The granting of the corporation is but making the trust perpetual, and does not alter the nature of the charity. The very object sought in obtaining such charter, and in giving property to such a corporation, is to make and keep it private property, and to clothe it with all the security and inviolability of private property. The intent is, that there shall be a legal private ownership, and that the legal owners shall maintain and protect the property, for the benefit of those for whose use it was designed. Who ever endowed the public? Who ever appointed a legislature to administer his charity? Or who ever heard, before, that a gift to a college, or a hospital, or an asylum, was, in reality, nothing but a gift to the State?

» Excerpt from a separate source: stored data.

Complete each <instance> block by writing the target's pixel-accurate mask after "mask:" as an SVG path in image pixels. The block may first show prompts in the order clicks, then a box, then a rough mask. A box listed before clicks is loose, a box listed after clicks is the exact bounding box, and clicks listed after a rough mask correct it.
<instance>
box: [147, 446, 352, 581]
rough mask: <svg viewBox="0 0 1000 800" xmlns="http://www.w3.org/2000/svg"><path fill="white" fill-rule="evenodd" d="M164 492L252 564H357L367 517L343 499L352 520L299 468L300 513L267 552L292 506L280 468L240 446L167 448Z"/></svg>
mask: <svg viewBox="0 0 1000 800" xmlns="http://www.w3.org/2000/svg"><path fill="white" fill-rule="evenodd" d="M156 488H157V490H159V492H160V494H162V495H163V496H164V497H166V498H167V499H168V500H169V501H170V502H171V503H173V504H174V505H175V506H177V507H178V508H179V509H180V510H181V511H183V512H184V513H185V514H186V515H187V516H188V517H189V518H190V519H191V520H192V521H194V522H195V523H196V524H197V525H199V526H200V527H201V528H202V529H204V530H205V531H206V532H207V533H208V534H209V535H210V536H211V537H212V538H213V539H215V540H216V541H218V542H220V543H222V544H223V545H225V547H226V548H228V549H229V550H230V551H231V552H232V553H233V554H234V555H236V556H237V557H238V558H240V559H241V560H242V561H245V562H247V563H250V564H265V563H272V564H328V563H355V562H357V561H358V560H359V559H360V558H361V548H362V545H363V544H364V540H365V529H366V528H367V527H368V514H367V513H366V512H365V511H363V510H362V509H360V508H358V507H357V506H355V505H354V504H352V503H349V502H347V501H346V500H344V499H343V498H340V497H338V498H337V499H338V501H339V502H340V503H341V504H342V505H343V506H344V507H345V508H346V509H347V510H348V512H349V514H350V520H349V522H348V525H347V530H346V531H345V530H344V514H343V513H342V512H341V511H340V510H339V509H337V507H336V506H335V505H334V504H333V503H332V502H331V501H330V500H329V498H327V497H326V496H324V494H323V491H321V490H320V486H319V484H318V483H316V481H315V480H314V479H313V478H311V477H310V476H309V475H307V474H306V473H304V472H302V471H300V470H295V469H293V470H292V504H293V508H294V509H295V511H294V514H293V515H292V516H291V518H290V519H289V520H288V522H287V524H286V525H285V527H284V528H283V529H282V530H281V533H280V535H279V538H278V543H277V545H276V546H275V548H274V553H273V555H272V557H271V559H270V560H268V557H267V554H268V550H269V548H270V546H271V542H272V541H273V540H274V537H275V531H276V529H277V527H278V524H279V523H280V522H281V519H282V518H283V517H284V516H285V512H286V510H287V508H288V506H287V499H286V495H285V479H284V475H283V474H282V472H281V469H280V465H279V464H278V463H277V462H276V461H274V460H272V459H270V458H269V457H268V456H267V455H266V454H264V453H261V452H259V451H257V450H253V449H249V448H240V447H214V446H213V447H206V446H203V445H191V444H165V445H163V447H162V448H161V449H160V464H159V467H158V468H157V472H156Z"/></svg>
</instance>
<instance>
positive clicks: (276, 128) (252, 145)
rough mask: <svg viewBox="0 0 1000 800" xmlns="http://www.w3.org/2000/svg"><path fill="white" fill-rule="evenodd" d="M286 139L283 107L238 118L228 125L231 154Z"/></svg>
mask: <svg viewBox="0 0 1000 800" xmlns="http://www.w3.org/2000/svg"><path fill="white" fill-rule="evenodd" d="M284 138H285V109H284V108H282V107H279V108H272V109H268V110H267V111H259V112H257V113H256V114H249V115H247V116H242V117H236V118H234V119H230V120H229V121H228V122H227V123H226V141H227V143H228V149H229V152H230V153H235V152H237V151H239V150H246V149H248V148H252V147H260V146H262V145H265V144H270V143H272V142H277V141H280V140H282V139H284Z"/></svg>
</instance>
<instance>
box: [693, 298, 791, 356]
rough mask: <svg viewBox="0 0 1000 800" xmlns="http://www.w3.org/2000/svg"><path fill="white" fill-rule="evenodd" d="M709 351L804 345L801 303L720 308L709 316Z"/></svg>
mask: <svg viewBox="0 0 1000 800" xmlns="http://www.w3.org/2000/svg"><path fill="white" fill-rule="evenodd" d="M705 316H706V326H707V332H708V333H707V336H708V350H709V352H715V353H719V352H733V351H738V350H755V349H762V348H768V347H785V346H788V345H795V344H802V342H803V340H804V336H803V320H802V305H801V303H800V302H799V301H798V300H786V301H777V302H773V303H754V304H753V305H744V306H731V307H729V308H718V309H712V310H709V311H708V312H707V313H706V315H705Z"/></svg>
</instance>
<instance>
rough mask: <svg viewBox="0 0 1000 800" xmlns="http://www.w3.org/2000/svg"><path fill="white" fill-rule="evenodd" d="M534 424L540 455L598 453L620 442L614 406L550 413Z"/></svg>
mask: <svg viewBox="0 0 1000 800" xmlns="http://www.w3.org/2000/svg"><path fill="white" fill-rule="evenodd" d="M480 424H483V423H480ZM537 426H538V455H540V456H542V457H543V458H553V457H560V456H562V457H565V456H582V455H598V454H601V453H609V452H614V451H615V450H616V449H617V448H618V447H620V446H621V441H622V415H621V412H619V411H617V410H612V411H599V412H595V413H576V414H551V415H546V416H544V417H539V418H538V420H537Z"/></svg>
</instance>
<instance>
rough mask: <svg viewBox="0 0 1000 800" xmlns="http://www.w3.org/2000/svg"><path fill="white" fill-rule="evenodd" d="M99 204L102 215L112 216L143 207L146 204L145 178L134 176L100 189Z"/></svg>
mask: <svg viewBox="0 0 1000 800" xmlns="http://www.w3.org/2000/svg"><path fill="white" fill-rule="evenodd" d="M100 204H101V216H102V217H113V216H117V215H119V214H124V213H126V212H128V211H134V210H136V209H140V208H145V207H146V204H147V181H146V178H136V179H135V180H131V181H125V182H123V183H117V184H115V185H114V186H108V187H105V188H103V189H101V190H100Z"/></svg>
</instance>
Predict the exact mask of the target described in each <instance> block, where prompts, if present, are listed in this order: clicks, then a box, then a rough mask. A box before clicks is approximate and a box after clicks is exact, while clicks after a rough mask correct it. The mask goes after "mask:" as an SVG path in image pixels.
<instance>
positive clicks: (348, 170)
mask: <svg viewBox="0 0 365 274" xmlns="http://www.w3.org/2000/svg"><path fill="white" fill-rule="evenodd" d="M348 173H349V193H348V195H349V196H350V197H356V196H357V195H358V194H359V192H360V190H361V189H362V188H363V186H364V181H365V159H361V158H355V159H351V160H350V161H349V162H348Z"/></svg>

The State of Vermont is a principal donor to Dartmouth College. The lands given lie in that State. This appears in the special verdict. Is Vermont to be considered as having intended a gift to the State of New Hampshire in this case, as, it has been said, is to be the reasonable construction of all donations to the college? The legislature of New Hampshire affects to represent the public, and therefore claims a right to control all property destined to public use. What hinders Vermont from considering herself equally the representative of the public, and from resuming her grants, at her own pleasure? Her right to do so is less doubtful than the power of New Hampshire to pass the laws in question.

In _University v. Foy_,[33] the Supreme Court of North Carolina pronounced unconstitutional and void a law repealing a grant to the University of North Carolina, although that university was originally erected and endowed by a statute of the State. That case was a grant of lands, and the court decided that it could not be resumed. This is the grant of a power and capacity to hold lands. Where is the difference of the cases, upon principle?